The recent deadly wildfires that have mainly devastated the states of California, Oregon and Washington along the west coast have caused apocalyptic scenes of thick clouds of smoke in some areas. These conditions have blocked off the sun and created orange skies, poor air quality, and scorching, record high temperatures.
With these unfavorable circumstances in the lives of those living in the western part of this country, many have begun to ask the question: “What has caused these unprecedented waves of wildfires?”
According to the New York Times, while there are a multitude of reasons for this surge of burning across the west coast, including the strong Santa Ana winds that usually are present through the fall to spring months and the lack of controlled fires and burns performed in certain states such as California, much of the cause for the fires can be pointed at climate change or the warming environment.
Climate change is an issue that impacts everyone. The global temperature rise that largely began during the Industrial Age has been proven to be caused by increased greenhouse gases in the atmosphere from human activity and human-made emissions, according to NASA.
Human activity, such as the burning of fossil fuels, which includes oil, coal and other natural gases, releases emissions such as carbon dioxide into the air that builds up in the atmosphere, according to the NOAA. As NASA also reported, it is evident that our planet needs a certain amount of these greenhouse gases, as they are a natural part of the world and allow the atmosphere to trap in some of the heat from the sun and keep the planet warm and sustainable for human life.
However, NASA has also stated that excess amounts of greenhouse gases caused by humans can amplify this process, called the greenhouse effect, and cause too much heat to be trapped and create a global temperature rise.

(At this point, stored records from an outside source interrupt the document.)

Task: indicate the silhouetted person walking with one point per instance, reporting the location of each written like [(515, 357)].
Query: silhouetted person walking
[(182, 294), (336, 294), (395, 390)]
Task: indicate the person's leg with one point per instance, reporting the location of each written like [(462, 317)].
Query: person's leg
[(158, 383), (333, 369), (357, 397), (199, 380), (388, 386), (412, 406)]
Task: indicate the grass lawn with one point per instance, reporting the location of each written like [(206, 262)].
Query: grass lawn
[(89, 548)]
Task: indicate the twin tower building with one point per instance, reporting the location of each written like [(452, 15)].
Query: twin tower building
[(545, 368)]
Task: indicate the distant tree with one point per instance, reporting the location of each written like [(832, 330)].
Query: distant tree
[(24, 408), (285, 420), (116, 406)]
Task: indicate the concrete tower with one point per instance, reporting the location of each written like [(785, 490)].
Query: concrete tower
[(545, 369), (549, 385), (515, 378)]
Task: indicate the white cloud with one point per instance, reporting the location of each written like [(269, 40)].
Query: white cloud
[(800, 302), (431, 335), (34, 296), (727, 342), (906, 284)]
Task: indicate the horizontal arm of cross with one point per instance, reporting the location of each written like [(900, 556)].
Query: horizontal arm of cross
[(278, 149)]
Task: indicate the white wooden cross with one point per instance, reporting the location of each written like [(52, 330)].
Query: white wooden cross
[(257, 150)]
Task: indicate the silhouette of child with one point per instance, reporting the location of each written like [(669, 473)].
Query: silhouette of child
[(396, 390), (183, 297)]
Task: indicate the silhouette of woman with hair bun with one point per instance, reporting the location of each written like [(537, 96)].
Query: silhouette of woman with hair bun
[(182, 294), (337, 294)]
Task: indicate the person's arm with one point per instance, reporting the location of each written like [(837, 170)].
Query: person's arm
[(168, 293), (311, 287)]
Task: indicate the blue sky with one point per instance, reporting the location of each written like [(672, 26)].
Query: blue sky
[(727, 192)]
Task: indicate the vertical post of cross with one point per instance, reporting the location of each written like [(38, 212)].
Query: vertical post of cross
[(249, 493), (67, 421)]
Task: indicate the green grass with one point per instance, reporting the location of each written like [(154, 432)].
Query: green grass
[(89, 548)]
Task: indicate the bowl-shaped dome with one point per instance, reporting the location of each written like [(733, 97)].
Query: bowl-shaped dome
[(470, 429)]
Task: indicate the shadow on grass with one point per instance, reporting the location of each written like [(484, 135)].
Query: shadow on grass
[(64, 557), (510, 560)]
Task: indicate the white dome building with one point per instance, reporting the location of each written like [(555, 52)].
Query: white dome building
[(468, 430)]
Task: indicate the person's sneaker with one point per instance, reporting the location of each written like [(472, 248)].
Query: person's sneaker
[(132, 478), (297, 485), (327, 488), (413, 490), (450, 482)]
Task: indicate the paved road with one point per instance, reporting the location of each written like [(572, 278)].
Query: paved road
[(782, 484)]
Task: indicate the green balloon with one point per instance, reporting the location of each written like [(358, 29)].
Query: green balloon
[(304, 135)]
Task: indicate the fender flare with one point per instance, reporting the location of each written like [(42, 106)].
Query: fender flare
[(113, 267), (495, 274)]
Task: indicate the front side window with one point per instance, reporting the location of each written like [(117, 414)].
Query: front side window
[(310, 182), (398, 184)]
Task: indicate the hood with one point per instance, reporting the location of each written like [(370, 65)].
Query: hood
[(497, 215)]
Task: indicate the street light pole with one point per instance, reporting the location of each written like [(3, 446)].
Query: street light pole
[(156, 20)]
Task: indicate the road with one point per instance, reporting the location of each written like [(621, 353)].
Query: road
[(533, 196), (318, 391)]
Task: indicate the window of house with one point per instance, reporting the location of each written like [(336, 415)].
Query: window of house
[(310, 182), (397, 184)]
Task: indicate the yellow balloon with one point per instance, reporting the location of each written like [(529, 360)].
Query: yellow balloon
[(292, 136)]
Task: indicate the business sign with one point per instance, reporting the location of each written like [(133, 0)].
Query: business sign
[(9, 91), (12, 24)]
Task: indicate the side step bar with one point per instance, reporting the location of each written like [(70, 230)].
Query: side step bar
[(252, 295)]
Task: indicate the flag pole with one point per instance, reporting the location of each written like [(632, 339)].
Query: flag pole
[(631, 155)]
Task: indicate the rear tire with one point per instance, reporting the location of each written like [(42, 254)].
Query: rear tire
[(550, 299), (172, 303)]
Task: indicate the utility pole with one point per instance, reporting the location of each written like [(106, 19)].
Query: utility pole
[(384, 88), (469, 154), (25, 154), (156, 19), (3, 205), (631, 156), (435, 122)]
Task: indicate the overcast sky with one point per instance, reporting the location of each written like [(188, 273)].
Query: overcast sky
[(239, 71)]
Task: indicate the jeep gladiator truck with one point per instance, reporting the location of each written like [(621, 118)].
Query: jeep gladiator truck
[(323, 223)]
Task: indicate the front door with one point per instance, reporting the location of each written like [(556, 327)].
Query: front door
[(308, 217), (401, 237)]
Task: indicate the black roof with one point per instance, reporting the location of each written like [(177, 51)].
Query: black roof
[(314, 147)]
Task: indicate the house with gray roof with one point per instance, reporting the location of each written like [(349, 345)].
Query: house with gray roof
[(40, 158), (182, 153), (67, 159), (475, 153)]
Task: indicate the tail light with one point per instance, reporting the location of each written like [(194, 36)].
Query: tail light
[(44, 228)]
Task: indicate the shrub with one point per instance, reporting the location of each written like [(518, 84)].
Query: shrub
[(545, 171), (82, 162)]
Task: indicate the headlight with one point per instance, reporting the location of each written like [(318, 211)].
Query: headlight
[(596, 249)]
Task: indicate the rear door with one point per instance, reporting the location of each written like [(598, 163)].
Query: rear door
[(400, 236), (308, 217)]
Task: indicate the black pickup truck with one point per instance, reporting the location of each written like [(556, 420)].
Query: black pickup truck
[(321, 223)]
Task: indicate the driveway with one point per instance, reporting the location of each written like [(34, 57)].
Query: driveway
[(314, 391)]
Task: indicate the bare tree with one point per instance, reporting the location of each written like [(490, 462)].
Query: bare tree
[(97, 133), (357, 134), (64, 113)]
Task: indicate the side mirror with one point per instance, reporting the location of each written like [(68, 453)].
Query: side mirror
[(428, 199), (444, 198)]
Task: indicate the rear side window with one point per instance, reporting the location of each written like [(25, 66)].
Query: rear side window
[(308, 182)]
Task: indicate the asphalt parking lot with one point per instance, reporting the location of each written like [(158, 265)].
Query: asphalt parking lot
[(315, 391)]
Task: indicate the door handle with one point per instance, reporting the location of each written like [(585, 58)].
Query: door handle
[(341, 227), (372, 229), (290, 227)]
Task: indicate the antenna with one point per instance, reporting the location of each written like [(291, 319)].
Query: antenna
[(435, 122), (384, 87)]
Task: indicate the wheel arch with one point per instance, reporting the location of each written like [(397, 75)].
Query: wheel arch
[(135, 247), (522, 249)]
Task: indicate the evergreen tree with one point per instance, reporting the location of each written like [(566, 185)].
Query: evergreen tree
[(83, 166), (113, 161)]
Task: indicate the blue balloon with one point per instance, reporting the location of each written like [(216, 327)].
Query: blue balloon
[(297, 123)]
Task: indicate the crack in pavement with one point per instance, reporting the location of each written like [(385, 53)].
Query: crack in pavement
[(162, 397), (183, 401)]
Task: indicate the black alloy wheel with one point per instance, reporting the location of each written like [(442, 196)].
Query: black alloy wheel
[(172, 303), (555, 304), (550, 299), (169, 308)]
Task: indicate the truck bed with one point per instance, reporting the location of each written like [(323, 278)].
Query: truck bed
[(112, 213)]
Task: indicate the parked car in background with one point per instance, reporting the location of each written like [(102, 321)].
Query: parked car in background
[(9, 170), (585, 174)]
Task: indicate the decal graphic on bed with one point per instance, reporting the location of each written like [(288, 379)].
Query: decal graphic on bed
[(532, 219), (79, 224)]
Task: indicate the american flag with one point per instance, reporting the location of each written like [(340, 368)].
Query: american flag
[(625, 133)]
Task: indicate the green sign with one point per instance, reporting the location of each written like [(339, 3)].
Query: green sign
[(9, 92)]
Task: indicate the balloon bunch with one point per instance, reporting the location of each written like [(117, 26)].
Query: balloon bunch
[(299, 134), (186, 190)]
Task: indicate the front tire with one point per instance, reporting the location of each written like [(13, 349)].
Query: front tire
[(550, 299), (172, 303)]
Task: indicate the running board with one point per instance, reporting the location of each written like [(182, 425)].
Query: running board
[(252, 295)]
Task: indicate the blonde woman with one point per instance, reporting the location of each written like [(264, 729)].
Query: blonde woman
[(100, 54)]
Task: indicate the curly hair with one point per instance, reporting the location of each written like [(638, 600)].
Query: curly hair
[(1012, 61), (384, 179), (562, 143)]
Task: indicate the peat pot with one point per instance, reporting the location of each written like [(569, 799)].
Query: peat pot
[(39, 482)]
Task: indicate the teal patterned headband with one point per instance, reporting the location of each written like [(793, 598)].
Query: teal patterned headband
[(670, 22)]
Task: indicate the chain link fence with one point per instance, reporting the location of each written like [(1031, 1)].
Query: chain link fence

In general, a significant increase in the world’s temperature can cause more natural disasters and destroy some of Earth’s environments. With the potential for more disastrous natural occurrences in the future, it is vital for people to realize the dangers of climate change and make some adjustments to their everyday behavior to help reduce global warming.
A simple change that people can make is being more aware of their energy and waste production. Turning on the lights or using any electrical source adds excess carbon emissions to the environment, as reported by Science Daily.
While people obviously cannot eliminate electricity from their lives, making subtle adjustments such as turning off the lights in rooms that are not in use, using natural light in the morning and afternoon hours and unplugging unused cords and electronics can save energy and help the environment as Boston University has reported from their studies.
Other ways to help prevent climate change and help the environment includes conserving water and using less plastic.
People can use less water by taking shorter showers, preferably in five minutes, turning off the water while they are brushing their teeth, fixing leaky faucets and more. Using reusable water bottles instead of plastic bottles also helps the environment as many plastic bottles end up in landfills rather than them being recycled, as CBS News has reported.
The Washington Post reported that plastic straws also have a negative impact as they are not biodegradable and release harmful pollutants to the surrounding environment over time, which is harmful as they are not often recycled and end up in the oceans or landfills as plastic bottles do. Some alternatives to plastic straws include reusable glass straws or straws made from more natural materials such as bamboo.
While some of these changes in behavior may not seem necessary or drastic enough for everyday people to help fight climate change, all of these adjustments, even though they are subtle, will help make lasting changes to the well-being of our planet.
If every person can make some changes in their life to help save the environment, the world will be made a better place and places such as California can avoid any unprecedented waves of wildfires in the future.